When an American missionary working as a CIA agent is murdered in Mussoorie, a hill station in the Himalayas near India's border with Tibet, American and Indian intelligence suspect China is behind the killing.
That suspicion is heightened by the murder of two Indian border guards in this otherwise sleepy retreat, where Col. Imtiaz Afridi, "a legend and an enigma" in India's Research and Analysis Wing, monitors affairs from the army's supersophisticated but ill-reputed Himalayan Research Institute. Though confined to a wheelchair following a climbing accident on Mount Rataban, the 68-year-old Afridi, a retired army officer, whizzes around in a private helicopter. The novel boasts an expansive cast of characters including Anna Tagore, a brilliant and impetuous linguistic specialist who is working with Afridi; Noya, an Israeli mystic and language student whose lover, Renzin, is Afridi's son; and Karan, an Indian undercover agent who has spent relatively little time in his native country.
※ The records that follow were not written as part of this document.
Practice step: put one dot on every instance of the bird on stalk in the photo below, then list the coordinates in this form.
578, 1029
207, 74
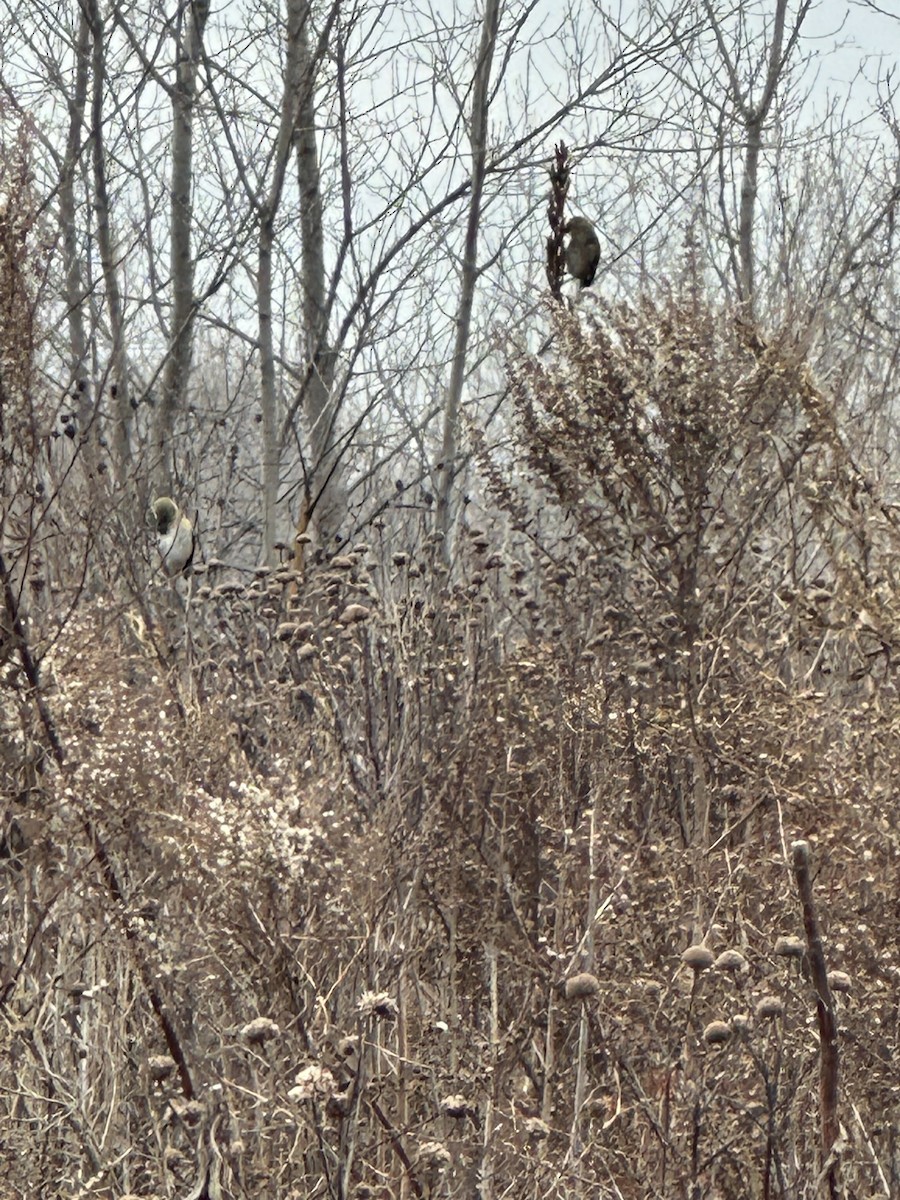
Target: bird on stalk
582, 251
174, 535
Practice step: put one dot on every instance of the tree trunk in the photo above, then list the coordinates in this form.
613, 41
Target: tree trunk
121, 409
448, 466
325, 501
178, 365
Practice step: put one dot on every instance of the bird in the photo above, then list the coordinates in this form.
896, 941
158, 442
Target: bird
174, 535
582, 253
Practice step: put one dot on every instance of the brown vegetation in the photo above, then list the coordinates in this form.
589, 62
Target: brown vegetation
376, 881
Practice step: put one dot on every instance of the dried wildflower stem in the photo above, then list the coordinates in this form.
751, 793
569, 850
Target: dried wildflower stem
825, 1013
27, 659
581, 1072
550, 1065
102, 855
487, 1159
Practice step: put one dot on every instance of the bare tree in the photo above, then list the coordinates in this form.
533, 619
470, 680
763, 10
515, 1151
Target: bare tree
189, 43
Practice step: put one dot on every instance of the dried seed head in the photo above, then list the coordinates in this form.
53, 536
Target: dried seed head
259, 1030
537, 1128
581, 987
353, 613
717, 1033
377, 1003
730, 960
455, 1105
771, 1007
699, 958
839, 981
790, 947
160, 1066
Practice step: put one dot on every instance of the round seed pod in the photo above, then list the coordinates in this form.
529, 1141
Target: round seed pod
839, 981
699, 958
581, 987
771, 1007
717, 1033
730, 960
790, 947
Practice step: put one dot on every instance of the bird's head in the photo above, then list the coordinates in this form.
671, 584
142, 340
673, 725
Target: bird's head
163, 514
579, 226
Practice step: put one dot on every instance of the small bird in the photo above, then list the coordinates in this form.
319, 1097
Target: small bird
174, 535
582, 253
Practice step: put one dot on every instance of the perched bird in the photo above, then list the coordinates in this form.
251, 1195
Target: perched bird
582, 253
174, 535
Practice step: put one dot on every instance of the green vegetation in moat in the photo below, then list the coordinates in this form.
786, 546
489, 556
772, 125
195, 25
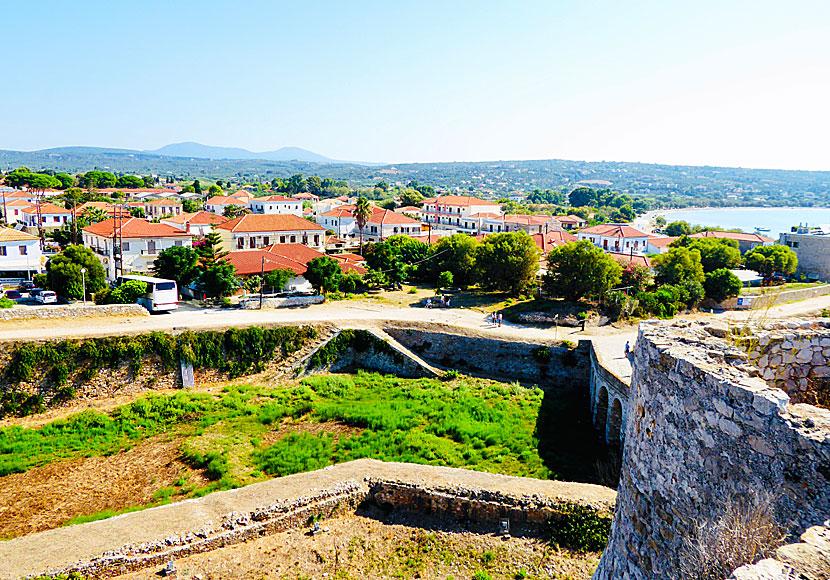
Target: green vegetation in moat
471, 423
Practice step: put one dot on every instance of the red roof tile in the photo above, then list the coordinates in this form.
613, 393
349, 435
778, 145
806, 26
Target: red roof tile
270, 223
136, 228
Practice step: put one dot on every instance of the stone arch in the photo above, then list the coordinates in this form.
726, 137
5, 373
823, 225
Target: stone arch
601, 408
614, 423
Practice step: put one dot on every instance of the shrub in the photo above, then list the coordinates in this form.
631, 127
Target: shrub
580, 527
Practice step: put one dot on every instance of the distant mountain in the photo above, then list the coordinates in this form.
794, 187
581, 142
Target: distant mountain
199, 151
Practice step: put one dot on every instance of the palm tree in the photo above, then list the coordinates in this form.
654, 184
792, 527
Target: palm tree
362, 213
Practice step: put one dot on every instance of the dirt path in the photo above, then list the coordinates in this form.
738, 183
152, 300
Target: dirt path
361, 547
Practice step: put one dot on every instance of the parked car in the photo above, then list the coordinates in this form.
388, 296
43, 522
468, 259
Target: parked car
47, 297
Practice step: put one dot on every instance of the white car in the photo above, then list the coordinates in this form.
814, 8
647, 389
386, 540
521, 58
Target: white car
47, 297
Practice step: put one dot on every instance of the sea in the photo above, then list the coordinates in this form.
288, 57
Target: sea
777, 219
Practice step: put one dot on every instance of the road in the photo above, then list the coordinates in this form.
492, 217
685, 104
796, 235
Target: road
609, 341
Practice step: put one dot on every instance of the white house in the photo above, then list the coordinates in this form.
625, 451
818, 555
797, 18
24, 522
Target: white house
141, 242
199, 223
259, 230
458, 212
161, 207
276, 204
14, 209
618, 238
50, 216
20, 254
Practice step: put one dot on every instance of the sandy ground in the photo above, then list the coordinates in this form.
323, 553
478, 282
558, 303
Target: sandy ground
375, 546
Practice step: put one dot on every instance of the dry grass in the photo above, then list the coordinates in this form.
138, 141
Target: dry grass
746, 532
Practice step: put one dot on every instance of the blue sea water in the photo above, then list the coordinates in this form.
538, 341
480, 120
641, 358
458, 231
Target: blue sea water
778, 219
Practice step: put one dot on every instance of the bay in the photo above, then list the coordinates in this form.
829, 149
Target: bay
777, 219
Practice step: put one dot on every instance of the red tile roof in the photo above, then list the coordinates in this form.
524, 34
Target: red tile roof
270, 223
460, 200
738, 236
633, 259
136, 228
47, 208
614, 231
660, 242
198, 218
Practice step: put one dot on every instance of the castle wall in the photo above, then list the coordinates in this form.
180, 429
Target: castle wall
703, 426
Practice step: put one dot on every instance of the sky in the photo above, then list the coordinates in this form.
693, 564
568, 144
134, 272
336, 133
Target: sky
726, 82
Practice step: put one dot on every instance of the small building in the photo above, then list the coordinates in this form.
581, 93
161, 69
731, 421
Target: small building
199, 223
20, 255
51, 217
141, 242
619, 238
746, 242
159, 208
253, 231
276, 204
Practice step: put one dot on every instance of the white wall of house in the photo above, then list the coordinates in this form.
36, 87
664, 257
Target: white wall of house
22, 255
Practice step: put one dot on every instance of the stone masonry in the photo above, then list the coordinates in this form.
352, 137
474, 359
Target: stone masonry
704, 426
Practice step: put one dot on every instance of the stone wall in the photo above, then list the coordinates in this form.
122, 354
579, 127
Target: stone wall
74, 311
703, 426
153, 537
568, 366
609, 401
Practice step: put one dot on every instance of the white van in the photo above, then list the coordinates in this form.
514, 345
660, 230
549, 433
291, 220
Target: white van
162, 295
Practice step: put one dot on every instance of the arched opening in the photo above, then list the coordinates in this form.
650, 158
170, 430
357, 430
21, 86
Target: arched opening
614, 423
601, 409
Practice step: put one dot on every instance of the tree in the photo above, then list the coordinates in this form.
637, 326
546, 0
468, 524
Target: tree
190, 206
210, 251
362, 213
721, 284
456, 254
324, 274
768, 260
179, 263
127, 293
582, 196
444, 280
678, 265
578, 270
277, 279
235, 211
507, 261
678, 228
64, 272
218, 280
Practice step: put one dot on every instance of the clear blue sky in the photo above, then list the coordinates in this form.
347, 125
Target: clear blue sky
728, 82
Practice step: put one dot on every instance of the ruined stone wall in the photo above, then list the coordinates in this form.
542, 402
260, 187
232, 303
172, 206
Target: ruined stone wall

We learn that the killings are part of a conspiracy tied to Afridi's past. Terrorists may be involved; the Dalai Lama may not be safe. Alter, a missionary's son who was born and raised in India and lives in Mussoorie, employs the colorful setting like a character, reveling in its heights and shadows as well as its dark history and legend. He writes in a contained, understated style, without much in the way of complexity, but he's a confident plotter who knows how to keep things zipping along and dial up tension.
Best known for his nonfiction (Becoming a Mountain, 2015, etc.), Alter delivers an engaging international thriller.